There is a contradiction in our culture. We’re told to “let things go” but we’re also taught “not to ask for too much.” As a young girl, I didn’t understand how so many people could find themselves working the same position for decades on end, looking forward to a tiny piece of joy that might show up towards the ends of their lives. On the first day at my corporate job, I remember being told that if I worked hard, I could go far within the company. Fifteen years in, I find myself close to where I started. I find myself understanding all those people who have played this game until the end of their lives. I’ve watched people put 30 to 40 years into a company, just to get laid off right before retirement. I’ve watched people stress themselves to a literal grave, worrying about keeping a position that was replaced before their bodies turned cold. I took stock of myself and noticed that I far exceeded what was asked of me, but when I’d speak up and ask for more, or simply be asked to be treated with respect, I’d be called a troublemaker. I was met with more than just a no. I was met with a “who the hell do you think you are?”
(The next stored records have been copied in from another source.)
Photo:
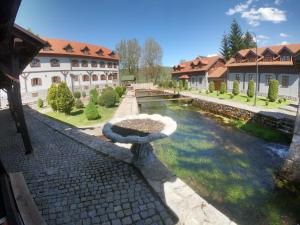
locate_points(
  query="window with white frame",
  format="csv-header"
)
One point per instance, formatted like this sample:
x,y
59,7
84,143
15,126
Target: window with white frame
x,y
36,82
285,81
35,63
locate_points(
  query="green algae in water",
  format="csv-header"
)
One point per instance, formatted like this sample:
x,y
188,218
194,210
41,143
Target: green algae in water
x,y
231,169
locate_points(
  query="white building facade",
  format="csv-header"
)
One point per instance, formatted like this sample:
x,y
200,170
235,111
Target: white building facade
x,y
82,66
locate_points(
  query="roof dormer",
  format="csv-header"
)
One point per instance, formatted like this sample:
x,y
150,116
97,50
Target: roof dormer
x,y
112,54
47,47
100,52
68,48
85,50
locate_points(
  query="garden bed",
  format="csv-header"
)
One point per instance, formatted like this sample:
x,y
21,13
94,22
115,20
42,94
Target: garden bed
x,y
77,117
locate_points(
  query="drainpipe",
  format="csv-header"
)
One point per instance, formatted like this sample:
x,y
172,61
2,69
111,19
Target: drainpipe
x,y
206,80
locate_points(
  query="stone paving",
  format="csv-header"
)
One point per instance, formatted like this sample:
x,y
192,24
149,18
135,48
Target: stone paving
x,y
74,184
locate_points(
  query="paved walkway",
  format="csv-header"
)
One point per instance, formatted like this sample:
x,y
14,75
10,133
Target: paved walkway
x,y
74,184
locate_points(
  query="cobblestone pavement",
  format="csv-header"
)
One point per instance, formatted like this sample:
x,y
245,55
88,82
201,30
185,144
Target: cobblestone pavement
x,y
72,184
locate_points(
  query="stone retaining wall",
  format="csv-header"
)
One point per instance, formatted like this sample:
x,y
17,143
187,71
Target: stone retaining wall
x,y
280,121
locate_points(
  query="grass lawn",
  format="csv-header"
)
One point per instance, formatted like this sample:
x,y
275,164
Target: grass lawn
x,y
261,101
77,117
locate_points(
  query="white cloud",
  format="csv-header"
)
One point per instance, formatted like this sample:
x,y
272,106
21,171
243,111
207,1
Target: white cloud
x,y
284,35
210,55
263,37
255,16
284,43
278,2
239,8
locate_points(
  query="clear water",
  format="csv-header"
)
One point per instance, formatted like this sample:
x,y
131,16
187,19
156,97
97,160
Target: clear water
x,y
231,169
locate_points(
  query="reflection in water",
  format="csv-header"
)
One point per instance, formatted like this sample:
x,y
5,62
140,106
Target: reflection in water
x,y
232,170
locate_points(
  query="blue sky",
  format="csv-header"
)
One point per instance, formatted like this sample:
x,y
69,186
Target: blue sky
x,y
184,28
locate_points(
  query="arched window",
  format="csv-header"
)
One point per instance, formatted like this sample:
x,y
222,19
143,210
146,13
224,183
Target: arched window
x,y
55,79
75,77
84,63
36,82
75,63
35,63
103,77
54,62
102,64
86,77
94,77
94,64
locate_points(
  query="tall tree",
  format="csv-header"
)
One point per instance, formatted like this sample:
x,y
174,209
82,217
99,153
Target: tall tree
x,y
236,42
225,50
248,40
152,59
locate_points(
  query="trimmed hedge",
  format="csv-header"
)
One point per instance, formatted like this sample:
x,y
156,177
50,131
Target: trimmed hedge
x,y
77,94
65,99
52,97
273,90
40,103
236,88
94,95
211,87
223,88
91,111
79,104
108,98
250,91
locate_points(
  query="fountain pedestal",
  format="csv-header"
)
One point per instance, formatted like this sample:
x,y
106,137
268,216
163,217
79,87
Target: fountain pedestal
x,y
141,148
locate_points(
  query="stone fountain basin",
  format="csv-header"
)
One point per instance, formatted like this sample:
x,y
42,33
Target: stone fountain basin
x,y
169,127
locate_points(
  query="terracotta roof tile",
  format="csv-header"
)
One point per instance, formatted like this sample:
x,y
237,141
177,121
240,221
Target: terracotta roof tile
x,y
205,62
294,48
58,48
218,72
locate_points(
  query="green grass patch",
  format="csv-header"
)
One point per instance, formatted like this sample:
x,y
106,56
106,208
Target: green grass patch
x,y
77,117
262,132
261,101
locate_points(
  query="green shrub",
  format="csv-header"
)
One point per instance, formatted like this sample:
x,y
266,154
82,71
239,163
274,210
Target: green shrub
x,y
223,88
79,104
273,90
91,111
185,84
52,97
180,85
211,87
236,88
77,94
174,84
119,90
40,103
109,97
94,95
65,99
250,91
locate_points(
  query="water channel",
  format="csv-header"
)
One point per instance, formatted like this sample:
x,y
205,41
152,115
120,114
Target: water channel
x,y
231,169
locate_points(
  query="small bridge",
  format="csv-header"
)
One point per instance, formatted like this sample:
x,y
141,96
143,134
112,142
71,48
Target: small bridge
x,y
165,99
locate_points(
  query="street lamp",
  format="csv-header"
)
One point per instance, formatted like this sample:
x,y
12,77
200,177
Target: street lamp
x,y
256,82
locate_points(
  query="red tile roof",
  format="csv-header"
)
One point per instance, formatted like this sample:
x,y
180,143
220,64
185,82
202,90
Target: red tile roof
x,y
205,63
276,49
219,72
57,47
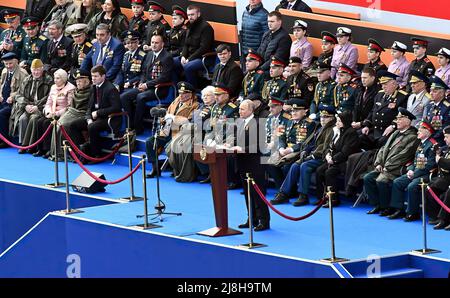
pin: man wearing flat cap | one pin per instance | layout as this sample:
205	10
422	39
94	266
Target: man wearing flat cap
30	99
374	51
344	52
276	86
34	43
424	161
389	161
11	80
419	97
437	112
399	65
443	72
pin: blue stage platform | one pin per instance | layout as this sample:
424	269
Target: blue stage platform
36	242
When I’d speak to people who had put in more time than me, they’d advise me to be quiet. They would advise me to just do my work and go home. They’d advise me to not have ambition. To me, it felt as if life and everyone in it were telling me to reject myself – to not want to experience all that this life had to offer me. How often do we humans go through life denying ourselves and encouraging others to do the same? How often do we find ourselves looking back on our lives with regrets while continuing to play it small and deny ourselves? Society often encourages us to endure pain but not pursue pleasure or fulfillment boldly. Why is it more acceptable to suffer quietly than to dream boldly?
This morning, I was reading The Success Principles by Jack Canfield. Principle 18 is Reject Rejection and in this chapter, he talks about how rejection is a myth. He says, “To get over rejection, you have to realize that rejection is really a myth. It doesn’t really exist. It’s simply a concept you hold in your head.” When you think about it, if you apply for a promotion at work and you don’t get the job, nothing in your life has really changed. If you ask your crush on a date and they say no, nothing in your life has changed. But what’s real is the self-rejection that’s created when we feel that we’re being rejected. I realized that every time I spoke up and was called a troublemaker, I internalized it. When one after another told me that I couldn’t be successful, it was my choice to believe it. Society was not rejecting me – it was programming me to reject myself.
Asking for what we want from life, from our loved ones, and from how we make a living is a radical act of self-trust. Oftentimes, we don’t allow ourselves to be aware of what we want, let alone ask for it. If you're an INFJ or empath like me, you may be prone to people pleasing or fear that you’re being “too much” by asking for what you want. The truth is that asking for what you want is not selfish – it's clarity. If you think about it, the world is constantly asking things of you. You’re allowed to be a part of the conversation. And it’s important to remember that the Universe responds to clarity.
So, as people continue to remind me that life is too short, I’m inclined to agree. Life is too short to not show up fully. Life is too short to settle. Life is too short to not create. It’s too short not to ask for real love, money, respect, pleasure, purpose, and freedom.
Try this today: Ask for one thing that you’ve been afraid to request – from yourself, from someone else, or from the Divine. Just say one thing. Say it out loud. Write it. Ask it. Claim it. Let the world respond to you.
We weren’t born to shrink. We were born to shine. If life is truly too short, then let’s time wasting time pretending we’re not divine.